A través de la heterodoxia de sus textos, dinamita categorías, vocabularios y convenciones tristes
En Escrito en el cuerpo me deslumbra la capacidad de Winterson para transitar entre lo peor y lo mejor quedándose con lo mejor. Las frases sentenciosas cinceladas en torno al erotismo se transforman en pensamiento de la fiebre y en un lema: “Escrito en el cuerpo hay un código secreto”. Solo los dedos adecuados podrán desvelarlo.

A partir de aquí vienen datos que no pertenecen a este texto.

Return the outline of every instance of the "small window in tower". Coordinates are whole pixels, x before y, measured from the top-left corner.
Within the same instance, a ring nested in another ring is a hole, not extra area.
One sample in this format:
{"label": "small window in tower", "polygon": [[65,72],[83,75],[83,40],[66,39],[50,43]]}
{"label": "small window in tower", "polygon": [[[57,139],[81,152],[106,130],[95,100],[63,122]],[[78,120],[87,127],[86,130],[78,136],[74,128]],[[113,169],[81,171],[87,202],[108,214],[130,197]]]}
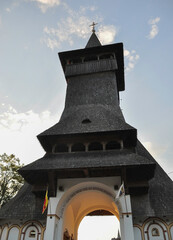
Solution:
{"label": "small window in tower", "polygon": [[92,142],[88,146],[88,151],[99,151],[103,150],[103,145],[99,142]]}
{"label": "small window in tower", "polygon": [[36,236],[36,231],[35,231],[35,230],[31,230],[31,231],[29,232],[29,237],[30,237],[30,238],[35,238],[35,236]]}
{"label": "small window in tower", "polygon": [[75,143],[72,148],[72,152],[85,152],[85,145],[83,143]]}
{"label": "small window in tower", "polygon": [[106,144],[106,150],[121,149],[121,144],[117,141],[111,141]]}
{"label": "small window in tower", "polygon": [[83,124],[87,124],[87,123],[91,123],[91,120],[89,120],[88,118],[85,118],[84,120],[82,120]]}
{"label": "small window in tower", "polygon": [[54,149],[54,153],[68,152],[68,146],[66,144],[57,144]]}
{"label": "small window in tower", "polygon": [[159,230],[157,228],[152,229],[152,236],[153,237],[158,237],[160,236]]}

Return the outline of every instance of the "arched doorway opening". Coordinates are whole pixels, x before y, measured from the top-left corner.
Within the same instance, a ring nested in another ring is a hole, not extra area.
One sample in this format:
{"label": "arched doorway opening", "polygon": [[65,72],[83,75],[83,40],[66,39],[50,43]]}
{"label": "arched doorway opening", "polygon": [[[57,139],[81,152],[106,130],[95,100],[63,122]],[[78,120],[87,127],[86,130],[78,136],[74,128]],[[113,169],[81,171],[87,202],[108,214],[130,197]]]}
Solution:
{"label": "arched doorway opening", "polygon": [[120,232],[120,222],[116,216],[103,209],[85,216],[78,228],[78,240],[111,240]]}
{"label": "arched doorway opening", "polygon": [[115,204],[115,191],[106,184],[83,182],[68,189],[56,210],[61,218],[57,229],[60,235],[57,239],[78,240],[78,228],[82,219],[100,210],[109,212],[119,220],[121,206]]}

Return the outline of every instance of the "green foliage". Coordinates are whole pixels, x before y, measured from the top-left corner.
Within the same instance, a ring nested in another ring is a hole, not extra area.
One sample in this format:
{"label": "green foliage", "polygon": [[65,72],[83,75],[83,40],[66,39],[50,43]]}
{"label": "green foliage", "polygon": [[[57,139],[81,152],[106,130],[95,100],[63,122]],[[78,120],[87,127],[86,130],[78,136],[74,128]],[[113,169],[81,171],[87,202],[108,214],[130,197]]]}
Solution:
{"label": "green foliage", "polygon": [[18,173],[23,165],[13,154],[0,155],[0,208],[13,198],[24,183]]}

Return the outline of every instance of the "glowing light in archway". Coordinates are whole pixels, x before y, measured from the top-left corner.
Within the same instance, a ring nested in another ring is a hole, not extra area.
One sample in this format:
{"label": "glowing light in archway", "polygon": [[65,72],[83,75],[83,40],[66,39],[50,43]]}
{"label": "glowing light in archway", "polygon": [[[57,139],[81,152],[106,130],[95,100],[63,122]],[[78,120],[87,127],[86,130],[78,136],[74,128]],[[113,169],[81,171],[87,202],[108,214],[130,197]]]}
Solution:
{"label": "glowing light in archway", "polygon": [[111,216],[86,216],[78,229],[78,240],[111,240],[120,229],[119,220]]}

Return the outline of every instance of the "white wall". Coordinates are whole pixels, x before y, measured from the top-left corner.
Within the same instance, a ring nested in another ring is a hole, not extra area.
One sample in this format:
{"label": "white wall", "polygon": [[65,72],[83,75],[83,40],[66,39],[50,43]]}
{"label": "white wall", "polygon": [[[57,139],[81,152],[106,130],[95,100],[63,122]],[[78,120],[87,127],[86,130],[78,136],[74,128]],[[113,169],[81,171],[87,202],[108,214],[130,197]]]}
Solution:
{"label": "white wall", "polygon": [[134,227],[134,239],[135,240],[142,240],[141,230],[138,227]]}
{"label": "white wall", "polygon": [[7,226],[2,230],[1,240],[6,240],[7,230],[8,230]]}

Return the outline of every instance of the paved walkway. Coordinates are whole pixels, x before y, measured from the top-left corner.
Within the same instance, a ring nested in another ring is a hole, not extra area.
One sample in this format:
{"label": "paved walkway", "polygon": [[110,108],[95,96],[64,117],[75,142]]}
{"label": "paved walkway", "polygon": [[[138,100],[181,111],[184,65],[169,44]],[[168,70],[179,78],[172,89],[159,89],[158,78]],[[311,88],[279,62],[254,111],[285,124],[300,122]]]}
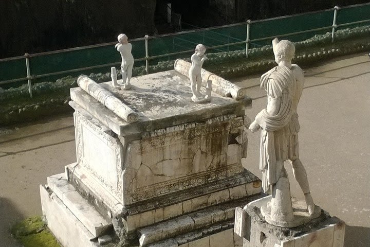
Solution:
{"label": "paved walkway", "polygon": [[[305,69],[298,109],[300,157],[315,202],[347,223],[345,247],[370,246],[370,61],[364,52]],[[234,80],[250,87],[253,119],[266,104],[259,76]],[[243,165],[256,175],[257,134],[249,134]],[[41,214],[39,185],[76,161],[73,118],[0,127],[0,246],[18,246],[14,222]],[[287,164],[288,165],[288,164]],[[293,196],[303,195],[291,178]]]}

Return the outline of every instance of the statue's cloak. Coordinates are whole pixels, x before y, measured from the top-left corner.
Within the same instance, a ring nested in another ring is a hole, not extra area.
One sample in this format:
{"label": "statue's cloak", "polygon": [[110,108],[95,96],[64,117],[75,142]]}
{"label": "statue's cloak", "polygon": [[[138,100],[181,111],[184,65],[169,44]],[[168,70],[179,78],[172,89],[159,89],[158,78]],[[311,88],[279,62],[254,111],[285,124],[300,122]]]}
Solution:
{"label": "statue's cloak", "polygon": [[[256,121],[262,128],[260,169],[262,171],[262,188],[265,192],[267,192],[270,186],[276,183],[280,177],[284,162],[276,162],[277,158],[281,160],[282,155],[279,153],[280,150],[275,149],[284,147],[279,147],[276,143],[286,146],[288,140],[276,142],[274,133],[281,132],[291,121],[292,115],[295,115],[292,107],[291,91],[296,81],[293,72],[285,66],[276,66],[261,77],[261,87],[266,91],[268,97],[281,98],[278,114],[271,115],[266,109],[264,109],[256,116]],[[282,136],[279,138],[286,138],[288,135],[283,133],[280,135]]]}

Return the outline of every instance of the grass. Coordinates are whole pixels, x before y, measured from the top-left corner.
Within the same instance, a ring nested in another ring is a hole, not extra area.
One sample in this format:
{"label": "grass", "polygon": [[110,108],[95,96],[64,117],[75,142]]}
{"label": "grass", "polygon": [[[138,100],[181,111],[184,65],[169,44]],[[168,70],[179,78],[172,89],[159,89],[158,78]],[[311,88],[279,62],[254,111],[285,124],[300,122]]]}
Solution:
{"label": "grass", "polygon": [[17,222],[10,231],[24,247],[60,247],[40,216]]}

Los férreos límites entre homosexualidad, adulterio, vértigo y pasión y una domesticidad marcada por la hipocresía del matrimonio se empiezan a fundir cuando aparece un amor prohibido que aspira a perdurar. La narradora deja de sentirse cómoda en el territorio de los promiscuos diablillos, y el estilo oscilante constata una crisis: a Winterson le interesan la lealtad y el amor por encima del matrimonio. La escritura oscilante es artefacto: cuando aparece la enfermedad, Escrito en el cuerpo pierde su tono pequeñoburgués, deja de ser una novela de adulterio para erigirse en elegía romántica, tratado de anatomía y patología, poema de amor necrófilo que se apropia, en clave subversiva y lésbica, de ese tópico del romanticismo heterosexual que identifica las grandes pasiones con las diferencias insalvables entre los que aman, o de ese otro que liga el deseo de eternidad erótica con la inexorabilidad de la muerte. En un doble mortal, la normalidad se nutre y ensancha con el cambio de perspectiva que ofrece la diferencia. Winterson, oficial de la Orden del Imperio Británico, a través de la heterodoxia de sus textos, dinamita categorías, vocabularios y convenciones tristes. Una escritora maravillosa.
‘Fruta prohibida’. Jeanette Winterson. Traducción de M. Cavándoli y H. González Trejo. Ilustración de Ana Juan. Lumen, 2017. 240 páginas. 20,90 euros.
‘Escrito en el cuerpo’. J. W. Traducción de xxx. Ilustración de A. J. Lumen, 2017. 224 páginas. 19,85 euros.